Он постоял еще немного в задумчивости, потом выпрямился и, подойдя к Мацеку, протянул ему руку.
— Пока!
У Хелмицкого сжалось горло, и он с трудом выдавил:
— Пока!
Тени погибших товарищей и друзей обступили его, нахлынули воспоминания, озарив прошлое блеском былых надежд и былой дружбы.
— Анджей!— крикнул он вслед уходившему. Косецкий, бледный, со сжатыми губами, остановился
у двери.
— Чего?
— Скажи... сам-то ты веришь в правоту своего дела?
— Я?— переспросил Анджей, и в голосе его прозвучало удивление.— Нет. Но это не имеет значения. Будь здоров!
Спустя четверть часа Хелмицкий спустился вниз, купил у знакомого толстяка портье почтовой бумаги и тут же в холле, присев в стороне за столик, настрочил карандашом письмо Кристине.
«Дорогая, я буду свободен только завтра вечером. Иначе не мог. Сегодня не приходи. Потом я тебе все объясню и прошу тебя, не волнуйся. Завтра мне нужно ехать в Варшаву. Поезд приходит сюда в девять вечера. Если сможешь поехать со мной, напиши только одно слово: «Да». Встретимся на вокзале. Если не сможешь, постараюсь забежать к тебе перед отъездом или напишу из Варшавы сразу по приезде и сообщу свой адрес.

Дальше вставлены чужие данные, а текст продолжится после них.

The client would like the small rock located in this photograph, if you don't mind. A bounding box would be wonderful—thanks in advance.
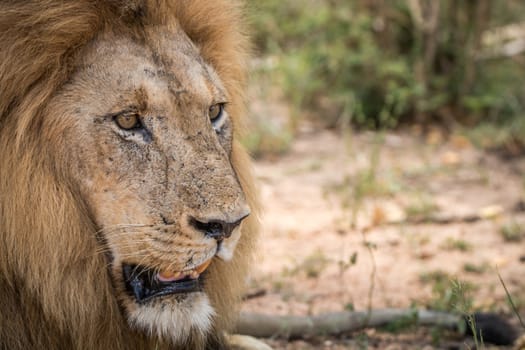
[227,334,273,350]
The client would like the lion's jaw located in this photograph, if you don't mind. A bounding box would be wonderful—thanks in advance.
[46,28,249,343]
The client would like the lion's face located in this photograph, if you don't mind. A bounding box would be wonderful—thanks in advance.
[44,28,249,339]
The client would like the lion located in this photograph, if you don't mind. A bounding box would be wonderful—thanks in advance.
[0,0,259,349]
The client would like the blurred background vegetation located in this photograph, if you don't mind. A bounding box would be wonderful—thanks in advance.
[246,0,525,155]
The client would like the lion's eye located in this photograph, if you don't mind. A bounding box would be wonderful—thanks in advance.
[115,114,142,130]
[208,103,224,123]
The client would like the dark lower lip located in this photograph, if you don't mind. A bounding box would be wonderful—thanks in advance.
[122,264,202,304]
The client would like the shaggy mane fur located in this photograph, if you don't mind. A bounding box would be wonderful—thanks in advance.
[0,0,258,349]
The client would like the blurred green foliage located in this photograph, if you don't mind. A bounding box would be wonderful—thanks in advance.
[249,0,525,128]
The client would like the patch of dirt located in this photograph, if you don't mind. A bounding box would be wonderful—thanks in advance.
[239,127,525,349]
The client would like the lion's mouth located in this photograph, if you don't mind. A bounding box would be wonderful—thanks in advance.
[122,259,211,304]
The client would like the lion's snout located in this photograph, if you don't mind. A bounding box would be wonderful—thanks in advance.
[190,209,250,241]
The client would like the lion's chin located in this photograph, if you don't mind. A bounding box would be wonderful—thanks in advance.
[128,292,215,344]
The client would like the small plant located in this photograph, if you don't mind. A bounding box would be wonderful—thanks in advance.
[405,196,439,221]
[420,270,475,312]
[443,237,472,252]
[463,262,490,275]
[451,279,484,349]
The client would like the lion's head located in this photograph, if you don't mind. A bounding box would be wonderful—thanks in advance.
[0,0,257,348]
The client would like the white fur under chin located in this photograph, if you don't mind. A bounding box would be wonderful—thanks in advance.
[129,293,215,343]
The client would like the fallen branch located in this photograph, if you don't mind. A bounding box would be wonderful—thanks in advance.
[236,309,456,338]
[236,309,518,345]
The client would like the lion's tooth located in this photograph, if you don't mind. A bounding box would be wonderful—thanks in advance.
[157,271,184,282]
[195,259,211,275]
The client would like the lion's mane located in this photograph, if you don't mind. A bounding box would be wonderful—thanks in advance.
[0,0,258,349]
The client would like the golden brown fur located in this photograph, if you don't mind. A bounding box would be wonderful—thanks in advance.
[0,0,258,349]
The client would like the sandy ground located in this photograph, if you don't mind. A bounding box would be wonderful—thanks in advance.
[243,127,525,350]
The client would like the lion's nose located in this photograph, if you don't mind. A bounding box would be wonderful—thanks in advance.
[190,212,250,241]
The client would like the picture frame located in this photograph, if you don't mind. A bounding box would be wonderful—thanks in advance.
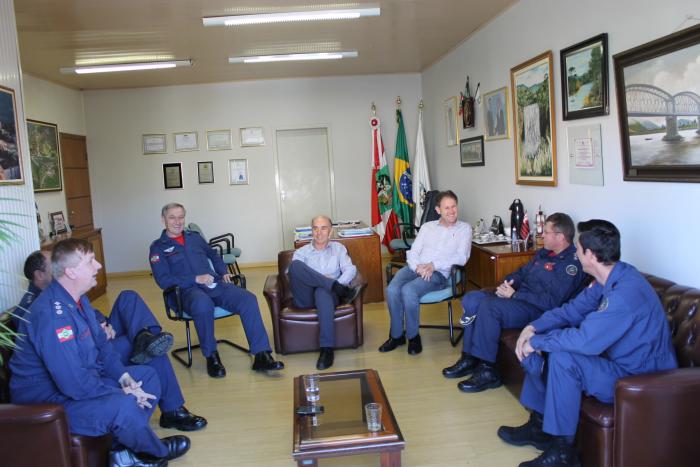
[482,86,510,141]
[459,135,485,167]
[163,162,182,190]
[173,131,199,152]
[510,50,557,186]
[613,25,700,183]
[241,126,265,148]
[443,96,459,147]
[207,130,232,151]
[197,161,214,185]
[0,86,24,185]
[27,120,63,193]
[141,133,168,155]
[228,159,250,185]
[559,33,610,120]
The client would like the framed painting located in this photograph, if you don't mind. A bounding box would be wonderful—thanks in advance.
[483,86,510,141]
[27,120,63,192]
[0,86,24,185]
[613,25,700,183]
[510,50,557,186]
[459,136,484,167]
[560,34,609,120]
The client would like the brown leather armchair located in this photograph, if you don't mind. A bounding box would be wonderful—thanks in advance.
[263,250,367,354]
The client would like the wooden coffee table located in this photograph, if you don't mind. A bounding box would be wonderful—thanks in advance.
[292,370,406,467]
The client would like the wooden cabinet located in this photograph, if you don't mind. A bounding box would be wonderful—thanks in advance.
[467,243,537,289]
[41,229,107,301]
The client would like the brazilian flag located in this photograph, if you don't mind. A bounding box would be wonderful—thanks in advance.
[392,109,413,224]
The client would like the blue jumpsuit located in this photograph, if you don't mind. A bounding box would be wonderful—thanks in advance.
[10,281,168,457]
[520,262,678,436]
[462,245,587,363]
[149,230,271,357]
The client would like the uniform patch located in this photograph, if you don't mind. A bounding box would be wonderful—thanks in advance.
[56,326,75,343]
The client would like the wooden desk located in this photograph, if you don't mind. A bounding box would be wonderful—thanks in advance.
[467,242,537,289]
[294,226,384,303]
[41,228,107,301]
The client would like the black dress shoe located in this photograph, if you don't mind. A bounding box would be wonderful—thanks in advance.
[160,405,207,431]
[498,411,552,451]
[379,334,406,352]
[253,350,284,371]
[442,352,480,378]
[129,329,173,365]
[207,351,226,378]
[161,435,190,461]
[109,448,168,467]
[408,334,423,355]
[457,362,503,392]
[316,347,333,370]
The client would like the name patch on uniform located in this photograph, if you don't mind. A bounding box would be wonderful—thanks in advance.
[56,326,75,343]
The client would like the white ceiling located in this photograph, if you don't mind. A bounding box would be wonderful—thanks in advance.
[15,0,516,89]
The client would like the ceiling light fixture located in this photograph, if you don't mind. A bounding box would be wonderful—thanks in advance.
[61,59,192,75]
[228,50,357,63]
[202,6,380,26]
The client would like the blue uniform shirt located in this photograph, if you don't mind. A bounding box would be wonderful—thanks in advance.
[530,262,678,374]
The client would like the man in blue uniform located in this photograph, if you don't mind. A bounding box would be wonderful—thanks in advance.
[287,216,362,370]
[13,251,207,431]
[10,239,190,466]
[149,203,284,378]
[498,219,677,467]
[442,213,586,392]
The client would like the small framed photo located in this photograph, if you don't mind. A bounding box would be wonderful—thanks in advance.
[459,136,485,167]
[163,162,182,190]
[197,161,214,184]
[49,211,68,235]
[241,126,265,148]
[207,130,231,151]
[173,131,199,152]
[228,159,248,185]
[141,134,168,154]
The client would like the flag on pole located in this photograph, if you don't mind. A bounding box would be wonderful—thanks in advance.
[392,109,413,224]
[413,101,430,225]
[369,113,396,248]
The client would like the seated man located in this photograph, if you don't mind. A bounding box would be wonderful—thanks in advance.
[14,251,207,431]
[379,190,472,355]
[10,239,190,466]
[149,203,284,378]
[498,219,677,467]
[288,216,362,370]
[442,213,586,392]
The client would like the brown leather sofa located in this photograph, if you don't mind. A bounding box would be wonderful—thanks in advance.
[263,250,367,354]
[496,275,700,467]
[0,324,112,467]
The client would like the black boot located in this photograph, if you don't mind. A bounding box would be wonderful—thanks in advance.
[498,410,552,451]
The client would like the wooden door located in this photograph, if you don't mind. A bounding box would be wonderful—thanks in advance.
[61,133,93,230]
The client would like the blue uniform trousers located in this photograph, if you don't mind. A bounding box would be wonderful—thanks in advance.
[520,352,627,436]
[108,290,185,412]
[288,260,340,347]
[182,282,271,357]
[386,266,447,339]
[462,291,542,363]
[63,365,168,457]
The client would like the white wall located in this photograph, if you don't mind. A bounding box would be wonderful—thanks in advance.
[422,0,700,287]
[23,74,85,235]
[84,72,421,272]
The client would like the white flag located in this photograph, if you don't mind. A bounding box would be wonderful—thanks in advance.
[413,105,430,225]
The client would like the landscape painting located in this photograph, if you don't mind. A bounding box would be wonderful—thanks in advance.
[510,51,557,186]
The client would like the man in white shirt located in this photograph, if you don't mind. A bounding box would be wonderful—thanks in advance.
[287,216,362,370]
[379,190,472,355]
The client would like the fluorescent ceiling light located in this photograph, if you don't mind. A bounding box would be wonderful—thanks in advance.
[61,60,192,75]
[202,7,380,26]
[228,50,357,63]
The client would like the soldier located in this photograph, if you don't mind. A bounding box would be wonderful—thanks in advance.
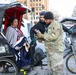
[36,12,64,75]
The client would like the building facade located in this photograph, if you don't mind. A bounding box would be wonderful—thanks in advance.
[17,0,48,22]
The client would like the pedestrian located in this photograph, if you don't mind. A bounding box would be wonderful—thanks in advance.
[36,12,64,75]
[30,11,47,65]
[5,18,31,68]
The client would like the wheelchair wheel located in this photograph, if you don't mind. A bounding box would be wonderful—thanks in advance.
[0,58,18,75]
[66,54,76,74]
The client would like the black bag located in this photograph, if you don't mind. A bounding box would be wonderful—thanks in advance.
[33,48,46,65]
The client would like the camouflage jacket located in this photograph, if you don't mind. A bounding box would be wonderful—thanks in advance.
[44,21,63,52]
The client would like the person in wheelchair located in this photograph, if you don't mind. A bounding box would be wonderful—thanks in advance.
[5,18,31,68]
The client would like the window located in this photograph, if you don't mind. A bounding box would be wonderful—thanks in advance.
[39,8,41,11]
[33,3,35,6]
[36,8,38,11]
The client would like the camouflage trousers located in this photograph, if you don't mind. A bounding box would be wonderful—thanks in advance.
[47,52,63,75]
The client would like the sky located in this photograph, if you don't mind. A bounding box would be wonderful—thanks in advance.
[49,0,76,17]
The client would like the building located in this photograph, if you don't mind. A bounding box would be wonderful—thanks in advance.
[17,0,48,22]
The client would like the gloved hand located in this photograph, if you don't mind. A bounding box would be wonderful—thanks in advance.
[36,33,44,39]
[68,29,72,34]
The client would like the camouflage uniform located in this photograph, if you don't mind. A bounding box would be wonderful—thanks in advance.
[38,21,64,75]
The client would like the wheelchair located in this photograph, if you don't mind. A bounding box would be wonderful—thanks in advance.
[0,2,31,75]
[0,33,18,75]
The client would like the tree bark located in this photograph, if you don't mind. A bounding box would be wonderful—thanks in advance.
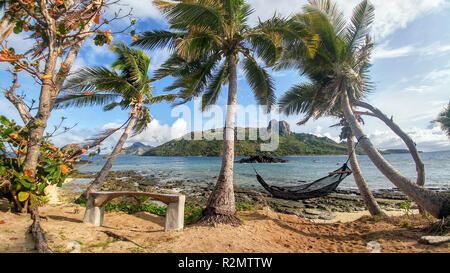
[0,14,10,38]
[354,101,425,214]
[201,54,241,225]
[3,73,31,125]
[341,93,450,218]
[83,107,140,199]
[354,101,425,186]
[347,135,386,216]
[23,44,58,176]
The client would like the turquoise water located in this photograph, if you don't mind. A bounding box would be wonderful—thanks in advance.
[80,151,450,190]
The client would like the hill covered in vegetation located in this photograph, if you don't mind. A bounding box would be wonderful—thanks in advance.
[144,128,360,156]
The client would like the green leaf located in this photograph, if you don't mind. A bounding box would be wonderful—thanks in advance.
[38,183,47,193]
[0,116,11,126]
[17,191,30,202]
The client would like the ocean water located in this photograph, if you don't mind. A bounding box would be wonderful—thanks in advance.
[79,151,450,190]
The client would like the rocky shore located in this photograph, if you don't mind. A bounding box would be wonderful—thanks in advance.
[59,171,440,220]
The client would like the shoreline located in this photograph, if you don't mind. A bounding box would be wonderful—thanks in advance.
[57,171,436,221]
[0,171,450,253]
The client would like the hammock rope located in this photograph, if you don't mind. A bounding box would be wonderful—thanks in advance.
[251,136,366,200]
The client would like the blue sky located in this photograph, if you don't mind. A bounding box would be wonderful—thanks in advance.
[0,0,450,151]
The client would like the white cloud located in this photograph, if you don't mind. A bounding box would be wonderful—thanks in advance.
[50,117,189,152]
[244,0,445,39]
[373,42,450,60]
[369,125,450,152]
[373,43,416,60]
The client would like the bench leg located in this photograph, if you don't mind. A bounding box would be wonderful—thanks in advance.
[164,195,185,231]
[83,198,105,227]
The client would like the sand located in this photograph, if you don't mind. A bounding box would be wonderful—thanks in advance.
[0,204,450,253]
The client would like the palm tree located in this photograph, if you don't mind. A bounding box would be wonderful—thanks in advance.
[133,0,310,224]
[277,1,384,215]
[280,0,450,218]
[55,44,176,198]
[433,102,450,138]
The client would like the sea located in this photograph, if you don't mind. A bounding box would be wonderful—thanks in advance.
[78,151,450,190]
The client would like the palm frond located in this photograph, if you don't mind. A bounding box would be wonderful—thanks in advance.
[132,107,152,137]
[111,43,150,89]
[176,27,222,60]
[346,0,375,51]
[278,83,317,115]
[153,1,224,30]
[145,94,177,104]
[201,62,229,111]
[248,32,281,65]
[53,93,121,109]
[304,0,347,38]
[64,67,136,94]
[131,30,187,50]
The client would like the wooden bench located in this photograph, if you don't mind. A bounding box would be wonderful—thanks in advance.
[83,192,185,231]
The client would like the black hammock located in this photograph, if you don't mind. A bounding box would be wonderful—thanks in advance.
[253,137,359,200]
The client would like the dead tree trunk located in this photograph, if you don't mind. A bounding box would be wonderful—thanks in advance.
[354,101,425,214]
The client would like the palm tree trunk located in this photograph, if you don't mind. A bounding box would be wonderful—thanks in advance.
[354,101,425,186]
[347,135,385,216]
[341,93,450,218]
[22,46,58,177]
[201,54,241,225]
[83,107,137,199]
[354,101,425,214]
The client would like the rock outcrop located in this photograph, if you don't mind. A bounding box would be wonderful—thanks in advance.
[236,155,289,163]
[267,119,291,136]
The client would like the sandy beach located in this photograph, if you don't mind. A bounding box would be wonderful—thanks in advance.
[0,201,450,253]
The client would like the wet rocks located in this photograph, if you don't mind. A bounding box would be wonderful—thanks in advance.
[65,171,424,220]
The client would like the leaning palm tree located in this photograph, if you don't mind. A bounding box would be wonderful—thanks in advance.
[55,44,176,197]
[280,0,450,218]
[133,0,312,224]
[433,102,450,138]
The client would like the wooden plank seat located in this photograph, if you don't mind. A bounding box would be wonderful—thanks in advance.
[83,192,185,231]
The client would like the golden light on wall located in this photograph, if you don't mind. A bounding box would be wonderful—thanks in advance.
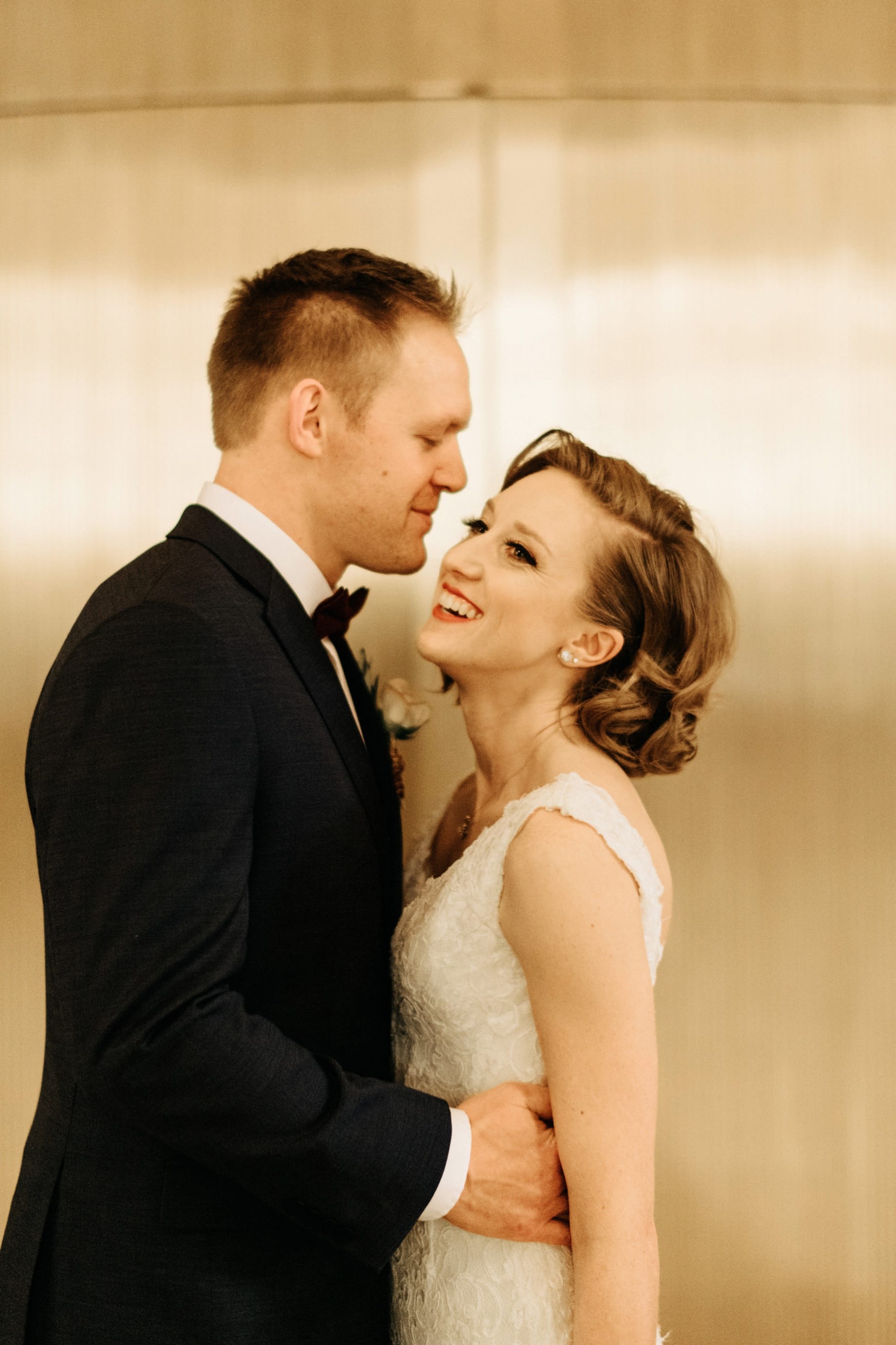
[0,102,896,1345]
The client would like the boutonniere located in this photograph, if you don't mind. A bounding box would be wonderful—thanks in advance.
[358,650,432,799]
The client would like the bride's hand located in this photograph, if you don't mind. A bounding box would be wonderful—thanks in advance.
[445,1083,569,1247]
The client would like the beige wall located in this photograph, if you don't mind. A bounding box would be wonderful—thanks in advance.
[0,0,896,1345]
[0,0,896,112]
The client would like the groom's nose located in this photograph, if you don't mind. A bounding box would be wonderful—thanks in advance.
[430,435,467,493]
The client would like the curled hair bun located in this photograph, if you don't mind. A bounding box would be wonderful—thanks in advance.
[503,431,733,776]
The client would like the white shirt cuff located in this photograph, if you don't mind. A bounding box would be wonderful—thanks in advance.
[420,1107,472,1221]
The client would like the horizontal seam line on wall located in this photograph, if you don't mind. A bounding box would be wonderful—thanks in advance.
[0,85,896,120]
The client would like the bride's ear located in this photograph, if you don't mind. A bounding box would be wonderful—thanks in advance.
[569,625,626,668]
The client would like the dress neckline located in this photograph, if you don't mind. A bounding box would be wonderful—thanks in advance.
[424,771,665,893]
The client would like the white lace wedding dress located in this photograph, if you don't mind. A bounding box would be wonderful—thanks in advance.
[393,774,663,1345]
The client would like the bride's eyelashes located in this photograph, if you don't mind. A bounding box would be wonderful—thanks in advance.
[462,518,538,569]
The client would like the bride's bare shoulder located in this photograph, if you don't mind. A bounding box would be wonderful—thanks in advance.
[549,746,672,927]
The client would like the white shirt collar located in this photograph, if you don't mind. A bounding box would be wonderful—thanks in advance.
[196,481,332,615]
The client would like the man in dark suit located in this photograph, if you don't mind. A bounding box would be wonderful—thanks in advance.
[0,250,568,1345]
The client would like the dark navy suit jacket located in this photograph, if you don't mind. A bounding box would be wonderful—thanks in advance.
[0,506,451,1345]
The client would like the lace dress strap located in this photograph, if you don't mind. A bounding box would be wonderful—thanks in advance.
[501,772,663,981]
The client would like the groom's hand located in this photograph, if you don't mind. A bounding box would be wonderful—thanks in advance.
[445,1084,569,1247]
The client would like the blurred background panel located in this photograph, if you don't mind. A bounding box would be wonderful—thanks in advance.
[0,0,896,1345]
[0,0,896,112]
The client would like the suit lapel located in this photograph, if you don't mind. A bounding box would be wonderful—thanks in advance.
[334,639,402,885]
[265,568,386,845]
[168,504,392,857]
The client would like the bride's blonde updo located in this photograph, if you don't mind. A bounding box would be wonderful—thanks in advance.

Все будет хорошо, дорогая. До свидания — до завтра. Остался еще один день. Ни о чем не беспокойся».
Не перечитывая письма, он вложил его в конверт, заклеил и отдал мальчишке-посыльному, растолковав, куда и кому отнести, а сам сел в глубокое кресло.
В холле никого не было. Из ресторана доносились приглушенные звуки оркестра. Хелмицкий так углубился в свои мысли, что не заметил недвусмысленных попыток портье завязать с ним разговор. Наконец тот не выдержал и, посмотрев на него из-под очков, прямо обратился с вопросом:
— Ну как, комната удобная? Хелмицкий заставил себя улыбнуться.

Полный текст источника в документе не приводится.